There are two aspects to the commercial problem facing property owners. First, the upfront cost needed to improve energy efficiency with research based on EPC data suggesting that the average cost to upgrade a home to EPC C is circa £10,000. Across the energy-inefficient homes in England and Wales, upgrading to EPC C could therefore be an under-funded £140bn problem. 

Second, there is the impact on value. Research suggests that properties “below EPC C” are worth 3.62 per cent less than properties with an EPC of C. For an average house price of £289,818 at the time of writing, this equates to £10,491. 

The value difference between “green” and “brown” properties is likely to grow as more stringent regulations come into force. This is either a threat to national wealth (since residential property is the largest single asset class in the UK) or the value of a lost opportunity: potential wealth that we are not currently capturing.

Summary of the problem

The energy (in)efficiency of existing UK homes is a huge, complex and urgent problem that is increasingly difficult to ignore. The consequences of what we do, or indeed fail to do now are long term, since 98 per cent of homes that will exist in five years’ time are already built and 80 per cent of the housing stock in 2050 is already built. 

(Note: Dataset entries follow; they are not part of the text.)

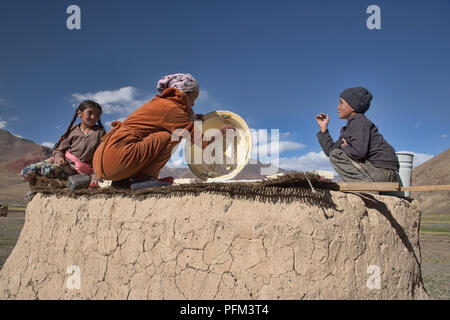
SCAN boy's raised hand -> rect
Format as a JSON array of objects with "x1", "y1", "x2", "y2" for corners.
[{"x1": 316, "y1": 113, "x2": 329, "y2": 132}]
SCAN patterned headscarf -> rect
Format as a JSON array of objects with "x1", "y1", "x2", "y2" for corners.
[{"x1": 157, "y1": 73, "x2": 200, "y2": 94}]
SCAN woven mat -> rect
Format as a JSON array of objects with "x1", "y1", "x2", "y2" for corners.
[{"x1": 30, "y1": 172, "x2": 340, "y2": 208}]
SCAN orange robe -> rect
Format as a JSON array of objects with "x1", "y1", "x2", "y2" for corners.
[{"x1": 93, "y1": 88, "x2": 200, "y2": 181}]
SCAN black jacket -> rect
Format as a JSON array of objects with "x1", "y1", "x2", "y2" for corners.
[{"x1": 317, "y1": 113, "x2": 399, "y2": 171}]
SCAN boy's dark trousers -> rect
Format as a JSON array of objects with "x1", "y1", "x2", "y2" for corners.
[{"x1": 329, "y1": 148, "x2": 400, "y2": 183}]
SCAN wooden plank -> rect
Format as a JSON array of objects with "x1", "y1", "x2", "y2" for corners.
[
  {"x1": 337, "y1": 182, "x2": 400, "y2": 191},
  {"x1": 401, "y1": 185, "x2": 450, "y2": 191},
  {"x1": 0, "y1": 203, "x2": 7, "y2": 217},
  {"x1": 335, "y1": 182, "x2": 450, "y2": 192}
]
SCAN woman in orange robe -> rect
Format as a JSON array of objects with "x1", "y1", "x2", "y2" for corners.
[{"x1": 93, "y1": 73, "x2": 229, "y2": 186}]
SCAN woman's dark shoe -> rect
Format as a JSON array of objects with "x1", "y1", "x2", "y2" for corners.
[
  {"x1": 130, "y1": 179, "x2": 171, "y2": 191},
  {"x1": 111, "y1": 178, "x2": 132, "y2": 189}
]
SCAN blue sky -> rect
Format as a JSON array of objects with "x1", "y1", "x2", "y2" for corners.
[{"x1": 0, "y1": 0, "x2": 449, "y2": 172}]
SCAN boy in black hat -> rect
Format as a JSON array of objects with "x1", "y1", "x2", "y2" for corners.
[{"x1": 316, "y1": 87, "x2": 400, "y2": 182}]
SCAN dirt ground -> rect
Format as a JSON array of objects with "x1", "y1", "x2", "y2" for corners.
[
  {"x1": 0, "y1": 206, "x2": 449, "y2": 300},
  {"x1": 419, "y1": 209, "x2": 450, "y2": 300},
  {"x1": 0, "y1": 208, "x2": 26, "y2": 271}
]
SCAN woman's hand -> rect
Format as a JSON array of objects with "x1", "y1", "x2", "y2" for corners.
[
  {"x1": 316, "y1": 113, "x2": 329, "y2": 132},
  {"x1": 202, "y1": 124, "x2": 236, "y2": 149},
  {"x1": 219, "y1": 124, "x2": 235, "y2": 135}
]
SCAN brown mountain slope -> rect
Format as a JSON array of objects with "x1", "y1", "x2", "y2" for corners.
[
  {"x1": 0, "y1": 130, "x2": 51, "y2": 164},
  {"x1": 0, "y1": 129, "x2": 52, "y2": 205},
  {"x1": 411, "y1": 148, "x2": 450, "y2": 214}
]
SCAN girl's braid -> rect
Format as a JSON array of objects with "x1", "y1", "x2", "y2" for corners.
[
  {"x1": 97, "y1": 119, "x2": 105, "y2": 131},
  {"x1": 53, "y1": 111, "x2": 78, "y2": 150}
]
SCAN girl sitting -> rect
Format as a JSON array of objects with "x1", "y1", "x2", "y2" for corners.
[{"x1": 21, "y1": 100, "x2": 106, "y2": 189}]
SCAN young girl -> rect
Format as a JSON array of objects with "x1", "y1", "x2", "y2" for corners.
[{"x1": 21, "y1": 100, "x2": 106, "y2": 189}]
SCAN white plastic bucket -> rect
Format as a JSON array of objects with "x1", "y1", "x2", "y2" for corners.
[{"x1": 396, "y1": 152, "x2": 414, "y2": 197}]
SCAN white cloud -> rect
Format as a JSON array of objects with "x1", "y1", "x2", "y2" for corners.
[
  {"x1": 0, "y1": 118, "x2": 22, "y2": 138},
  {"x1": 196, "y1": 90, "x2": 212, "y2": 104},
  {"x1": 41, "y1": 142, "x2": 55, "y2": 148},
  {"x1": 440, "y1": 134, "x2": 448, "y2": 138},
  {"x1": 166, "y1": 139, "x2": 188, "y2": 168},
  {"x1": 256, "y1": 140, "x2": 306, "y2": 154},
  {"x1": 280, "y1": 132, "x2": 292, "y2": 138},
  {"x1": 72, "y1": 87, "x2": 218, "y2": 119},
  {"x1": 396, "y1": 151, "x2": 434, "y2": 168},
  {"x1": 279, "y1": 151, "x2": 334, "y2": 172},
  {"x1": 72, "y1": 86, "x2": 151, "y2": 115},
  {"x1": 56, "y1": 125, "x2": 62, "y2": 129},
  {"x1": 279, "y1": 141, "x2": 305, "y2": 152},
  {"x1": 194, "y1": 89, "x2": 221, "y2": 114},
  {"x1": 414, "y1": 123, "x2": 422, "y2": 128},
  {"x1": 166, "y1": 158, "x2": 188, "y2": 168},
  {"x1": 73, "y1": 86, "x2": 135, "y2": 105},
  {"x1": 280, "y1": 150, "x2": 435, "y2": 173},
  {"x1": 251, "y1": 130, "x2": 306, "y2": 164},
  {"x1": 9, "y1": 117, "x2": 19, "y2": 121},
  {"x1": 105, "y1": 117, "x2": 126, "y2": 129},
  {"x1": 412, "y1": 153, "x2": 434, "y2": 167},
  {"x1": 0, "y1": 98, "x2": 6, "y2": 107}
]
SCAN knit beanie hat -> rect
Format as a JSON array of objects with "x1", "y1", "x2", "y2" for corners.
[{"x1": 340, "y1": 87, "x2": 373, "y2": 114}]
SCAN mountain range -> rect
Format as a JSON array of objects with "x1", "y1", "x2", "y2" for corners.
[
  {"x1": 0, "y1": 130, "x2": 52, "y2": 205},
  {"x1": 411, "y1": 148, "x2": 450, "y2": 214}
]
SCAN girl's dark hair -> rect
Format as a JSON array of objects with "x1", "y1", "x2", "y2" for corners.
[{"x1": 53, "y1": 100, "x2": 104, "y2": 150}]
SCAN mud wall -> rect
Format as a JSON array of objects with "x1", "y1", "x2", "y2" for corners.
[{"x1": 0, "y1": 191, "x2": 428, "y2": 299}]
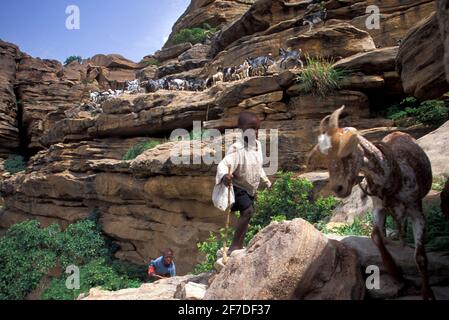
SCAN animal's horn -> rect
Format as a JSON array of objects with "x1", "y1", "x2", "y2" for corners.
[
  {"x1": 320, "y1": 115, "x2": 331, "y2": 133},
  {"x1": 329, "y1": 105, "x2": 345, "y2": 129}
]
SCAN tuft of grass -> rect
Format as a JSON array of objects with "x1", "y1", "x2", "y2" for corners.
[
  {"x1": 122, "y1": 140, "x2": 161, "y2": 161},
  {"x1": 295, "y1": 55, "x2": 348, "y2": 97}
]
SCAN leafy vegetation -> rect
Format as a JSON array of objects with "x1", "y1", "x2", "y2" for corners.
[
  {"x1": 0, "y1": 218, "x2": 143, "y2": 300},
  {"x1": 295, "y1": 56, "x2": 348, "y2": 97},
  {"x1": 386, "y1": 97, "x2": 449, "y2": 127},
  {"x1": 122, "y1": 139, "x2": 161, "y2": 160},
  {"x1": 192, "y1": 173, "x2": 338, "y2": 274},
  {"x1": 146, "y1": 58, "x2": 160, "y2": 67},
  {"x1": 64, "y1": 55, "x2": 82, "y2": 66},
  {"x1": 3, "y1": 155, "x2": 26, "y2": 174},
  {"x1": 324, "y1": 206, "x2": 449, "y2": 252},
  {"x1": 42, "y1": 258, "x2": 141, "y2": 300},
  {"x1": 172, "y1": 23, "x2": 218, "y2": 45},
  {"x1": 254, "y1": 172, "x2": 339, "y2": 227},
  {"x1": 432, "y1": 174, "x2": 448, "y2": 192}
]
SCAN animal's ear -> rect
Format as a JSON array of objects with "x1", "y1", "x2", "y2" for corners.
[
  {"x1": 306, "y1": 144, "x2": 328, "y2": 171},
  {"x1": 338, "y1": 131, "x2": 359, "y2": 158}
]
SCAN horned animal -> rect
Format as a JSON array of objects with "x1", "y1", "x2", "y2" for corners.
[
  {"x1": 308, "y1": 106, "x2": 435, "y2": 300},
  {"x1": 279, "y1": 48, "x2": 304, "y2": 69},
  {"x1": 303, "y1": 9, "x2": 327, "y2": 32}
]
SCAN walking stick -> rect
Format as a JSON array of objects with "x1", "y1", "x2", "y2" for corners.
[{"x1": 222, "y1": 166, "x2": 232, "y2": 265}]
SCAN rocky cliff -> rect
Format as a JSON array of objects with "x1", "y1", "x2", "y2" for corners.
[{"x1": 1, "y1": 0, "x2": 447, "y2": 277}]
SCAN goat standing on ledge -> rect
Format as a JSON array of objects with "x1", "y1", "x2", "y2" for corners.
[{"x1": 308, "y1": 106, "x2": 435, "y2": 300}]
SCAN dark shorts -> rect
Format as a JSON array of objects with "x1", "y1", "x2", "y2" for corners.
[{"x1": 231, "y1": 186, "x2": 255, "y2": 213}]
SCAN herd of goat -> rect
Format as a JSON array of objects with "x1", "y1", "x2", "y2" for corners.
[{"x1": 89, "y1": 48, "x2": 305, "y2": 103}]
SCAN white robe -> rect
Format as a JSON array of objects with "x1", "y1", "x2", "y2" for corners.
[{"x1": 216, "y1": 138, "x2": 271, "y2": 196}]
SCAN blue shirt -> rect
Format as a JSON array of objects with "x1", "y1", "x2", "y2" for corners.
[{"x1": 150, "y1": 256, "x2": 176, "y2": 277}]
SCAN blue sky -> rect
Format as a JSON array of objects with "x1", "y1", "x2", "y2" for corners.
[{"x1": 0, "y1": 0, "x2": 190, "y2": 63}]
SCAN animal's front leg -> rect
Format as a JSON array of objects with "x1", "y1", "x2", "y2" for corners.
[
  {"x1": 410, "y1": 210, "x2": 436, "y2": 300},
  {"x1": 371, "y1": 205, "x2": 404, "y2": 286}
]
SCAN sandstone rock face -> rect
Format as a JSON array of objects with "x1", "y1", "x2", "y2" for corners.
[
  {"x1": 438, "y1": 0, "x2": 449, "y2": 82},
  {"x1": 205, "y1": 219, "x2": 365, "y2": 300},
  {"x1": 397, "y1": 12, "x2": 449, "y2": 101},
  {"x1": 0, "y1": 136, "x2": 234, "y2": 274},
  {"x1": 418, "y1": 120, "x2": 449, "y2": 176},
  {"x1": 0, "y1": 41, "x2": 21, "y2": 156}
]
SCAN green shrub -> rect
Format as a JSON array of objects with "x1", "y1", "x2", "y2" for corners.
[
  {"x1": 296, "y1": 56, "x2": 347, "y2": 97},
  {"x1": 122, "y1": 139, "x2": 161, "y2": 160},
  {"x1": 146, "y1": 58, "x2": 160, "y2": 67},
  {"x1": 433, "y1": 174, "x2": 449, "y2": 192},
  {"x1": 192, "y1": 173, "x2": 338, "y2": 274},
  {"x1": 325, "y1": 207, "x2": 449, "y2": 252},
  {"x1": 42, "y1": 258, "x2": 141, "y2": 300},
  {"x1": 386, "y1": 97, "x2": 449, "y2": 127},
  {"x1": 64, "y1": 56, "x2": 82, "y2": 66},
  {"x1": 4, "y1": 155, "x2": 26, "y2": 174},
  {"x1": 172, "y1": 24, "x2": 218, "y2": 45},
  {"x1": 254, "y1": 172, "x2": 338, "y2": 227},
  {"x1": 0, "y1": 218, "x2": 143, "y2": 300}
]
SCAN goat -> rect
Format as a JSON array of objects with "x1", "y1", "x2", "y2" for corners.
[
  {"x1": 235, "y1": 60, "x2": 251, "y2": 80},
  {"x1": 308, "y1": 106, "x2": 435, "y2": 300},
  {"x1": 207, "y1": 71, "x2": 224, "y2": 87},
  {"x1": 303, "y1": 9, "x2": 327, "y2": 32},
  {"x1": 223, "y1": 67, "x2": 236, "y2": 82},
  {"x1": 247, "y1": 55, "x2": 274, "y2": 76},
  {"x1": 126, "y1": 79, "x2": 141, "y2": 93},
  {"x1": 279, "y1": 48, "x2": 304, "y2": 69}
]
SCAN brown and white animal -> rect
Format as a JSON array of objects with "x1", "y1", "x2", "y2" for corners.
[
  {"x1": 208, "y1": 71, "x2": 224, "y2": 86},
  {"x1": 308, "y1": 106, "x2": 435, "y2": 300}
]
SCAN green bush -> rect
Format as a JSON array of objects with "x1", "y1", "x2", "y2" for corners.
[
  {"x1": 192, "y1": 173, "x2": 338, "y2": 274},
  {"x1": 42, "y1": 258, "x2": 141, "y2": 300},
  {"x1": 325, "y1": 206, "x2": 449, "y2": 252},
  {"x1": 64, "y1": 56, "x2": 82, "y2": 66},
  {"x1": 433, "y1": 174, "x2": 449, "y2": 192},
  {"x1": 122, "y1": 139, "x2": 161, "y2": 160},
  {"x1": 386, "y1": 97, "x2": 449, "y2": 127},
  {"x1": 254, "y1": 172, "x2": 338, "y2": 227},
  {"x1": 0, "y1": 218, "x2": 143, "y2": 300},
  {"x1": 146, "y1": 58, "x2": 160, "y2": 67},
  {"x1": 296, "y1": 56, "x2": 348, "y2": 97},
  {"x1": 172, "y1": 24, "x2": 218, "y2": 45},
  {"x1": 4, "y1": 155, "x2": 26, "y2": 174}
]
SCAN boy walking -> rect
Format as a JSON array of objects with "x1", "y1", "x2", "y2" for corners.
[{"x1": 216, "y1": 112, "x2": 271, "y2": 254}]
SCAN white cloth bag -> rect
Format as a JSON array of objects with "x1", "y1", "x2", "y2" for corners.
[{"x1": 212, "y1": 183, "x2": 235, "y2": 212}]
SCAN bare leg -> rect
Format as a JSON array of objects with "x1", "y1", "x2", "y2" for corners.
[
  {"x1": 410, "y1": 208, "x2": 435, "y2": 300},
  {"x1": 229, "y1": 206, "x2": 254, "y2": 253}
]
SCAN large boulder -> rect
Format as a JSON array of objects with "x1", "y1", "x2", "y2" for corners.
[
  {"x1": 79, "y1": 274, "x2": 210, "y2": 300},
  {"x1": 332, "y1": 236, "x2": 449, "y2": 299},
  {"x1": 397, "y1": 12, "x2": 449, "y2": 101},
  {"x1": 418, "y1": 120, "x2": 449, "y2": 176},
  {"x1": 205, "y1": 219, "x2": 365, "y2": 300}
]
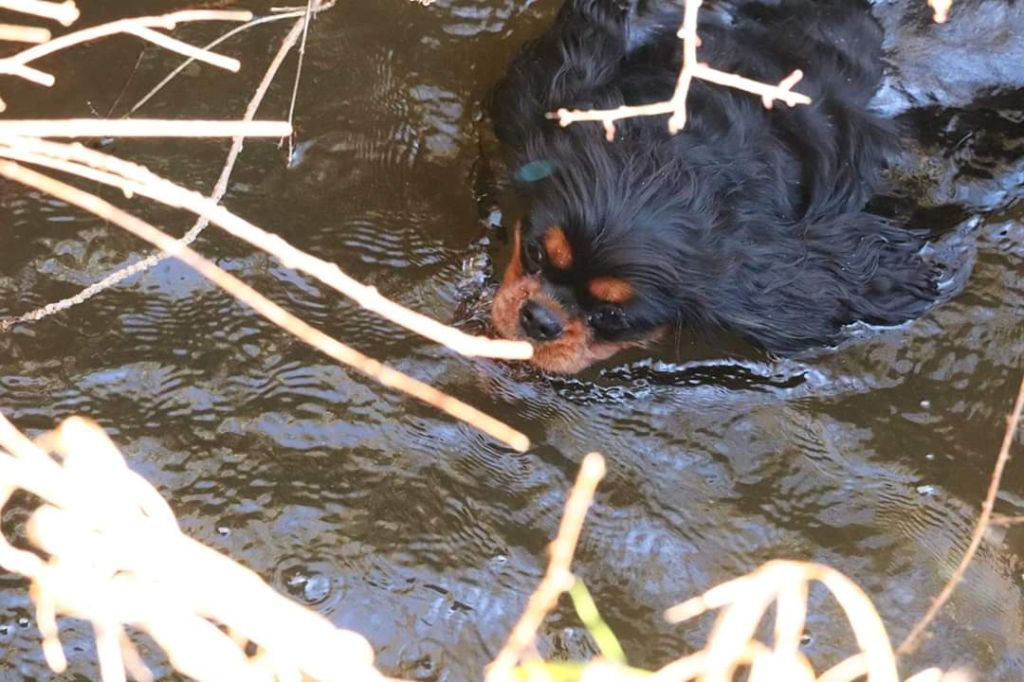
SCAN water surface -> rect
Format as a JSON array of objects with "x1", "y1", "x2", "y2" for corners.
[{"x1": 0, "y1": 1, "x2": 1022, "y2": 679}]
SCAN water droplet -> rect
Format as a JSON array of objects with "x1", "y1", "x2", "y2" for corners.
[
  {"x1": 303, "y1": 575, "x2": 331, "y2": 603},
  {"x1": 486, "y1": 209, "x2": 502, "y2": 228}
]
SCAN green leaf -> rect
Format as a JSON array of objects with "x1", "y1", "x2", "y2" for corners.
[{"x1": 567, "y1": 578, "x2": 627, "y2": 665}]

This is what triggered me to leave my job earlier this year to start a business using technology to help solve the retrofit challenge. The good news is that many aspects of the problem can be helped with technology, data and collaboration. For example:

  • Sharing best practice so that property owners and managers know what to do and when, and can begin to budget and scope the right works.
  • Connecting property owners with a blend of funding — from grants to loans — and derisking that funding through monitoring and measurement.
  • Efficient, effective delivery, which includes training people, for example, to install double glazing, quickly connecting tradespeople to local jobs, and managing and measuring impact.

That said, energy inefficiency is a “hardware” problem, which means that the solution cannot be purely digital. We also desperately need clear, stable policies, smart thinking, wider education campaigns and place-based delivery, to name a few. 

The whole problem cannot be solved through software, but technology and data is essential because without it we simply do not have time to upgrade the UK’s homes at the pace needed to achieve net zero: two-pus properties a minute.